В наш век женщина начинает обретать свободу и получает доступ к ответственным постам в культуре и политике. В начале этого процесса женщина пыталась стать на место мужчины, теперь же она самоутверждается, полностью сохраняя свою женственность.
Продолжительность жизни увеличилась, число людей на планете возрастает.
Наша культура считается гетерогенной, критичной по отношению к самой себе, никогда не будучи уверенной ни в своих основах, ни в своих завоеваниях. Это открытая культура, которая пытается усвоить искусство и мифы других культур, по мере того как она их уничтожает; ее глубинным движением является поиск, ее философия включает философию другого, принятого в его инаковости (тогда как требованием «традиционных» обществ, и еще вчера обществ тоталитарных, является единство). Политически эта культура находит свое выражение в плюралистской демократии, всегда обновляемой, в которой никто не имеет права навязывать свою истину другому. Здесь опять берет верх протестантская мудрость: задача государства — не сделать из общества рай, но избежать того, чтобы это общество превратилось в ад (об этом в свое время писал Владимир Соловьев в «Оправдании добра»).
Но очевидны также двусмысленные, сомнительные свойства подобной цивилизации. 20% мирового населения потребляют 80% ресурсов планеты. Богатые общества «севера» представляют собой возрастающий контраст бедным, опустошаемым эпидемиями обществам «юга» вместе с нестабильными обществами «востока». Более того, этот раскол проходит и внутри каждого типа общества: у «севера» есть свои изгои, у «юга» — свои нувориши, у «востока» — свои мафиози.
Западная культура в тот момент, когда она пытается ассимилировать все аспекты «человеческого переживания», уничтожает другие культуры — прежде всего в душах — и, в конце концов, не сохраняет и свое собственное наследие. Инструментальный разум с его машинами мечты, — начиная с телевизора с его «виртуальными пространствами», — проникает в коллективную психику и обуславливает ее, дезинтегрирует великие символические ориентиры, которые не переставали защищать и питать человечество. То же касается и отношений мужчины и женщины, скомпрометированных до такой степени, что гомосексуализм становится просто банальным и даже прославляемым. Так же и отношения отца и матери с ребенком, вначале отвергаемые как угнетающие, теперь составляют предмет смутной ностальгии, ностальгии по инцесту. Эстетика, излюбленная область гомосексуализма, также захвачена бессвязными, некогерентными формами, напоминающими некую невротическую содомию. Инцест солидаризируется с наркотиками, чтобы остановить процессы развития индивида, толкнуть его в объятия сект или в отупение растительной мечтательности.

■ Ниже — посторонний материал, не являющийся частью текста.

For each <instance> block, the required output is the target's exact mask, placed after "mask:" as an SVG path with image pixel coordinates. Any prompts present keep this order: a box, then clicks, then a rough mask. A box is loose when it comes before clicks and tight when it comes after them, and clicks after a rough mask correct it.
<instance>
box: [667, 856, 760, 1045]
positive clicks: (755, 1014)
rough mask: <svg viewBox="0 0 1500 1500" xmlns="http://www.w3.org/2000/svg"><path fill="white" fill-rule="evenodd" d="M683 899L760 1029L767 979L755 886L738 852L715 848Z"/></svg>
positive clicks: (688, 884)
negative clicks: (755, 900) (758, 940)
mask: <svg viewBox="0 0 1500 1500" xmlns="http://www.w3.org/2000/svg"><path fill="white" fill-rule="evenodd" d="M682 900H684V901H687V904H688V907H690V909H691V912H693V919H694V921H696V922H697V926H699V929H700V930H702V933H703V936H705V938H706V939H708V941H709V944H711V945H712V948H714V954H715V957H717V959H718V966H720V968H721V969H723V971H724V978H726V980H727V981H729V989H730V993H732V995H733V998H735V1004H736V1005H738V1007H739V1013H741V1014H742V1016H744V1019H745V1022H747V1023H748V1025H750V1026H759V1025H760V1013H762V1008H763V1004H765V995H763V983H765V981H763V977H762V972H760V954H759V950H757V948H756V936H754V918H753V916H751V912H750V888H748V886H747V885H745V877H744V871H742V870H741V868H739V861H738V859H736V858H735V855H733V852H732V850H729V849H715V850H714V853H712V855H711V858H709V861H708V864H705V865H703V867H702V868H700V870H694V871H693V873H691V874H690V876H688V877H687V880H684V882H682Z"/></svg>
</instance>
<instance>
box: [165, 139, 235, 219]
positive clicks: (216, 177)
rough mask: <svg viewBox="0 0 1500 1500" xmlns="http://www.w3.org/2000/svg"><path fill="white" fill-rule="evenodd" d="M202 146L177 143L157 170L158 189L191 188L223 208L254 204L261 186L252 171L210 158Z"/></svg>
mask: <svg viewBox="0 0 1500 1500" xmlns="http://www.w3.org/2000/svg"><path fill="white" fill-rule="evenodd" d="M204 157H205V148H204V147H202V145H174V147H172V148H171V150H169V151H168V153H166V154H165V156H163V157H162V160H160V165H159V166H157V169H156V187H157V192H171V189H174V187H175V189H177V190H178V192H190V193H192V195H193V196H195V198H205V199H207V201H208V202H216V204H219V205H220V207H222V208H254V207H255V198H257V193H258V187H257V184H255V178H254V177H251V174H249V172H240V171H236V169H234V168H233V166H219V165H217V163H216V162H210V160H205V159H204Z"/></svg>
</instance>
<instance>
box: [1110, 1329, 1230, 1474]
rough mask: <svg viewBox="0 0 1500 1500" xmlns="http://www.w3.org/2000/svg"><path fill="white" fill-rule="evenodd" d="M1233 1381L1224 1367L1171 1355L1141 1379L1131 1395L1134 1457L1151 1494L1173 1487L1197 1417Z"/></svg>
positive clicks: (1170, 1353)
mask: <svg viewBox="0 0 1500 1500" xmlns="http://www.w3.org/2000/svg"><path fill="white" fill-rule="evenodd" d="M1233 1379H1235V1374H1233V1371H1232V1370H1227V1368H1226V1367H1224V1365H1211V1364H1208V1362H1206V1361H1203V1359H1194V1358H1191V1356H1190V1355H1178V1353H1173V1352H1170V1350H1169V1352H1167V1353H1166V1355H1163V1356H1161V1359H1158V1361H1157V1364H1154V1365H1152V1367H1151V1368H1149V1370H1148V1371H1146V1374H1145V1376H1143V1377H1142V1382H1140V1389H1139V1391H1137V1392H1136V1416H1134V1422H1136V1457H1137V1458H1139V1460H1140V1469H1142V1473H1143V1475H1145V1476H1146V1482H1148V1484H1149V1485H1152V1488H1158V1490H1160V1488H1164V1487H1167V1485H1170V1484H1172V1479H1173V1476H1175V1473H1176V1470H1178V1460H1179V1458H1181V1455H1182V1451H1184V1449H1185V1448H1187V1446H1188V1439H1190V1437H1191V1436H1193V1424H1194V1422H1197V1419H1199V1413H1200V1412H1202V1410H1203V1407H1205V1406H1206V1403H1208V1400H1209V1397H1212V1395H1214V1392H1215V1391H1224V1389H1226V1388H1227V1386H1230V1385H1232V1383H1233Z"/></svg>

Аксиома, господствующая в науке, что следует делать все технически возможное, не задумываясь о последствиях, приводит к разрушению природы и нависает угрозой самоуничтожения человека. Вместе с озоновым слоем разрывается небо, загрязнено море–прародитель, безвозвратно исчезают множество видов растений и животных. Биология остается зачарованной своего рода прометеизмом, исследование и овладение генотипом влечет за собой непредсказуемые последствия, уродства, коммерциализацию и насильственное использование человеческого тела: в странах третьего мира уже практикуют убийство детей или ампутацию частей тела для прибыльной продажи органов в богатые страны.
Таковы плоды эры нигилизма. Библейское откровение утверждает уникальность каждого, однако воскресение было преданно забвению. Наша цивилизация оказалась в окружении небытия: смерть, как бы ее ни игнорировали, беспокоит и зачаровывает.
Долгое время развитие науки и техники почти не входило в конфликт с традиционной этикой. Сегодня эта этика выдохлась, и есть предчувствие огромной культурной катастрофы, своего рода черной дыры, в глубине которой останутся только зрелище, насмешка, эротизм, насилие и наркотики.
Резкое проникновение западной техники и западного мышления в сделавшиеся периферийными культуры часто порождает огромный разлад в обществах, например в черной Африке, где господствуют колдовство и СПИД. В других местах происходят реакции изоляции и интегризма: таков ответ мира ислама, который, подвергаясь давлению со стороны западной цивилизации, судорожно сжался в один отрицательный гигантский импульс. Однако интегризм сам по себе становится одной из форм секуляризации и, парадоксальным образом, озападнивания. На самом деле он сводит религиозное к идеологическому, то есть тоталитарному началу. Таков был и генезис тоталитарных обществ Запада. Религиозное, в действительности, отрывается от своего огненного ядра: Балканы сегодня в большинстве своем превратились духовной пустыней, ислам отвергает свою мистическую традицию (само слово мистическая формально запрещено в Саудовской Аравии). Остается лишь принадлежность к тому, что против, заставляющая кровоточить великие раны истории и толкающая истребляемые религии или в гетто, или к различным формам фашизма или терроризма.
Реакция на нигилизм ведет не только к углублению христианства, о чем мы поговорим в дальнейшем. Она выражается прежде всего в весьма заметном явлении — в «новой религиозности».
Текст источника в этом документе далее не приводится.